KESENNUMA, Japan – Those who go to visit the giant fishing vessel dumped inland by the tsunami in the coastal town of Kesennuma, where over 1,000 perished, might find 80-year-old Noriko Kanashi holding court in front of it.
She talks to teenage boys, tourists and journalists alike about what having this ship parked in the middle of a disaster zone means to people who lost so much, in an instant, last year after a magnitude 9.0 earthquake triggered a major tsunami.
The sense of loss has been hard to fight in a community dotted with dozens of emergency shelters and a colossal mess, where there was once a thriving fishing industry.
Kanashi points to a spot closer to the coast, where she said her house and business – repairing ship parts – stood.
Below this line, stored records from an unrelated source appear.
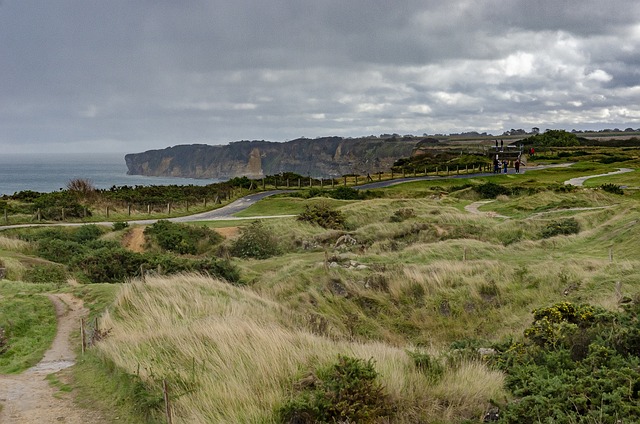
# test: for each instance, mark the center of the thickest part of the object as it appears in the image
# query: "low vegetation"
(393, 306)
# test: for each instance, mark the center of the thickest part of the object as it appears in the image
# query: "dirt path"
(473, 208)
(28, 398)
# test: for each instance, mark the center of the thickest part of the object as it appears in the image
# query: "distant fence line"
(123, 209)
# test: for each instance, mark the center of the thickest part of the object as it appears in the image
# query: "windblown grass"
(235, 354)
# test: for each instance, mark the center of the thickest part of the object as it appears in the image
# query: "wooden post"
(82, 336)
(167, 406)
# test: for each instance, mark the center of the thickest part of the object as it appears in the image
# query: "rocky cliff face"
(324, 157)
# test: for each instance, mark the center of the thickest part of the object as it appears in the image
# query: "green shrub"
(345, 193)
(45, 274)
(109, 265)
(322, 215)
(491, 190)
(403, 214)
(120, 225)
(347, 391)
(255, 241)
(574, 367)
(563, 227)
(59, 250)
(612, 188)
(87, 233)
(182, 238)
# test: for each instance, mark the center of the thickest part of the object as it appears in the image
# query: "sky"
(129, 76)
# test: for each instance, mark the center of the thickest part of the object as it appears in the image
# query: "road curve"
(579, 181)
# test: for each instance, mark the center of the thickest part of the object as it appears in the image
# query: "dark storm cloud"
(130, 76)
Now rubble and stagnant, fetid pools of water are all that remain on the coastline 498km north of Tokyo
“We don’t want it here,” she said of the ship behind her as a vanload of people get out to take pictures of it, which, she said, she doesn’t mind, as long as they “also pay their respects”.
Those who come by to see the ship seem too taken by its size and placement, however, to notice the small shrine people have set up in front of it to honour those who died underneath it.
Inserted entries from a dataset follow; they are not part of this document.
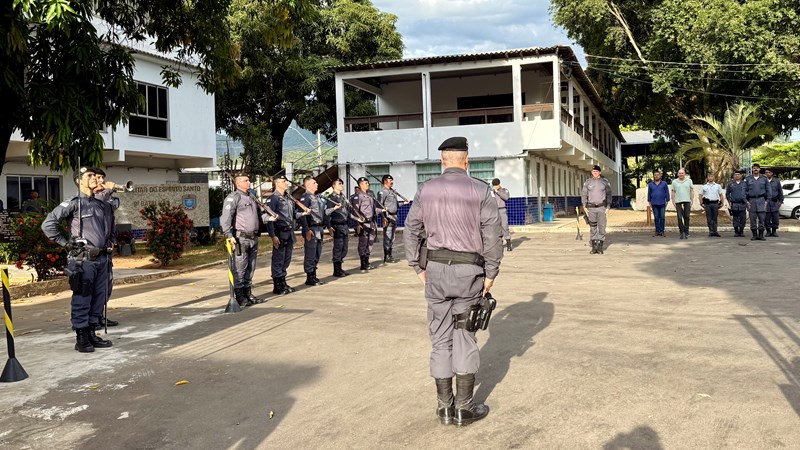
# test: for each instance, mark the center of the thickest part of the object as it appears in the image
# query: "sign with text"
(191, 197)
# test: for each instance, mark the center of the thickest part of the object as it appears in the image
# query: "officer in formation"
(88, 247)
(241, 224)
(758, 191)
(711, 199)
(455, 217)
(736, 193)
(338, 212)
(388, 198)
(366, 231)
(596, 199)
(774, 203)
(312, 226)
(281, 231)
(501, 194)
(105, 192)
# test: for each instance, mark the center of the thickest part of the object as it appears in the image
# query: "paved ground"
(659, 343)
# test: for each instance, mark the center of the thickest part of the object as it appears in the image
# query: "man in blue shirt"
(657, 198)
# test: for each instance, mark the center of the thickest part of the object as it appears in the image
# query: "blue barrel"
(547, 212)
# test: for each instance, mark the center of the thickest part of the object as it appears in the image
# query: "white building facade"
(539, 141)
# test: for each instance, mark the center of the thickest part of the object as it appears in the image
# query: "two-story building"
(175, 130)
(531, 116)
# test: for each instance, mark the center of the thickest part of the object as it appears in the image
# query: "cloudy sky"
(449, 27)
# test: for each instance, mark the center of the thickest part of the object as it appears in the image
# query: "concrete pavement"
(659, 343)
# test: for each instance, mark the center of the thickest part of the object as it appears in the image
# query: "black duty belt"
(450, 257)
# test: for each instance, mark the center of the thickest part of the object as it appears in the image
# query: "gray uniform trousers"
(758, 213)
(366, 238)
(597, 215)
(282, 256)
(451, 290)
(712, 212)
(389, 230)
(341, 233)
(312, 249)
(772, 218)
(87, 306)
(244, 265)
“When it landed here, it killed 27 people – they got crushed under it,” said Kanashi. “The area where it landed was one of the evacuation centres.”
She said a city official had mentioned keeping the ship as a monument to the disaster, but Kanashi and others in the community are hoping to put the issue to a referendum.
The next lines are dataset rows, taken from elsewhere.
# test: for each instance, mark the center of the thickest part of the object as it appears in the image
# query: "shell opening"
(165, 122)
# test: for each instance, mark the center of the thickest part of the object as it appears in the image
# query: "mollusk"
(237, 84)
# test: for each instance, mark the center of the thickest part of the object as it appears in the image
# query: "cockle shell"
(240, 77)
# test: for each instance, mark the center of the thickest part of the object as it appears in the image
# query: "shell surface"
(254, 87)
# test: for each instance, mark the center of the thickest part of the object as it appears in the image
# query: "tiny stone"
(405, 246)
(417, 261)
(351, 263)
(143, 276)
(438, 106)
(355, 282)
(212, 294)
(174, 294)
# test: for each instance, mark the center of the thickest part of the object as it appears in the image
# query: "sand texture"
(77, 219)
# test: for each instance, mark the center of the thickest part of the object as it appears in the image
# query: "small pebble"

She says two-thirds of the town are against the idea of keeping the ship there.
“Why would we want a ship here that is filled with ghosts?”
Memories of better days
Roughly 30km away, in Ofunato, a group of design students from Kanagawa University in Yokohama are hoping to create their own memorial of the disaster by trying to capture what was there before the tsunami destroyed the waterfront, killing more than 300 and damaging nearly 5,400 buildings.
They don’t want ghosts here either – they’re just trying to trigger memories of better days.
“I’m from Ofunato, and I was here when it happened,” said Hioka Chiba, 19.
“But I went to school soon after, and felt I should in some way contribute – to help.”
She and her friends, Nao Yamasaki and Kana Sekiguchi, both 19 and from Tokyo, are going around Ofunato, collecting drawings done of the coast prior the tsunami by local children.
They plan on making a mosaic out of them and printing them onto fabric, making wall hangings for local fishermen and shops.
They will also hold workshops for children in the area this summer, asking them to draw the sea, which many children now recall through the cruel lens of a vicious tsunami – as a beautiful memory.
Yamasaki said they hoped the project will “bring joy and serenity to them.”